British amateur radio satellite

UoSAT-1, also known as UoSAT-OSCAR 9 (UO-9), was a British amateur radio satellite which orbited Earth. It was built at the University of Surrey and launched into low Earth orbit on 6 October 1981. It exceeded its anticipated two-year orbital lifespan by six years, having received signals on 13 October 1989, before re-entering the atmosphere.

This was the first of several UoSAT satellites; followed by UoSAT-2.

==Mission==
Like its successor UoSAT-2 it carried a CCD camera and a Digitalker speech synthesiser, and transmitted telemetry data on a 145.825 https://www.worldradiohistory.com/UK/British-Institution-of-Radio-Engineers/1982/TREE-1982-08-09.pdf (UoSAT-2 transmitted at 145.826) beacon at 1200 baud using asynchronous AFSK.

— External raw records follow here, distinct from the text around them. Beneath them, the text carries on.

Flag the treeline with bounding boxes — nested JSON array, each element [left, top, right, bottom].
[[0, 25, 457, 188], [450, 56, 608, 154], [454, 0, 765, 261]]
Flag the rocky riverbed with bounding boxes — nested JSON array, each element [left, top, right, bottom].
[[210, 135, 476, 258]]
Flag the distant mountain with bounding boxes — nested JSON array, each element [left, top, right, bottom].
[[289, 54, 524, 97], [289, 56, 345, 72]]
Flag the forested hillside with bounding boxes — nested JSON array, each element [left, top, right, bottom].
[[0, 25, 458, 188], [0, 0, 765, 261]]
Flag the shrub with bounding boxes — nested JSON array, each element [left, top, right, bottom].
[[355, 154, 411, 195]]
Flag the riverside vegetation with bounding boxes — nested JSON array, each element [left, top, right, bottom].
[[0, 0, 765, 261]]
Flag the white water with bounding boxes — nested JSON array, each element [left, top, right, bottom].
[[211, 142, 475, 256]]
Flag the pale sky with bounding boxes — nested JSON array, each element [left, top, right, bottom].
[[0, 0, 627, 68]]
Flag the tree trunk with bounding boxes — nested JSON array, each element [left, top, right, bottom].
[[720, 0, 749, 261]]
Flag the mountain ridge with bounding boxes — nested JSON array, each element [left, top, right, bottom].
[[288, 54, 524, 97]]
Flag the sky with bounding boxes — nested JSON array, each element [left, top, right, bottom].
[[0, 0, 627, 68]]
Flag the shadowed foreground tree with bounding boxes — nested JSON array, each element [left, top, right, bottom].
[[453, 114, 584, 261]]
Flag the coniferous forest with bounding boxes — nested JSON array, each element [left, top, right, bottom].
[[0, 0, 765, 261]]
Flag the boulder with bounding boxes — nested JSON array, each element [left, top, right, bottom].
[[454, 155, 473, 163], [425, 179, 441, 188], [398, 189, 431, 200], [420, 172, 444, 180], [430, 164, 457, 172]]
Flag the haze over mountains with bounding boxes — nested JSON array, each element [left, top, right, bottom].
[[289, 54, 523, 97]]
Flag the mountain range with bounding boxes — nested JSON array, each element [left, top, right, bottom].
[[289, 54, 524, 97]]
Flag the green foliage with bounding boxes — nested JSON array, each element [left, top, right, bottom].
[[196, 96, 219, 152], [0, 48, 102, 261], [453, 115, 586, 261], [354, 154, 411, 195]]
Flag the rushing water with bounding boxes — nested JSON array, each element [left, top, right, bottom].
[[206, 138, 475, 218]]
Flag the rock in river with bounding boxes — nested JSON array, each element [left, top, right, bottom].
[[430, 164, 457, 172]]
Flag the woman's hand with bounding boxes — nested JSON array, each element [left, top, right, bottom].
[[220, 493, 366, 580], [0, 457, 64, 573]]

The Astrid package sold by British firm MM Microwave, consisting of a fixed frequency VHF receiver set and software for the BBC Micro, could display the telemetry frames from either UoSAT-1 or UoSAT-2.
UoSAT-1's solar arrays were of an experimental design reused for UoSAT-2.

== Computers and Data Processing ==
The primary computer for the satellite was the RCA 1802 microprocessor. A secondary microprocessor was also employed, the "F100L" (a Ferranti 16-bit processor). Memory was 16K of DRAM.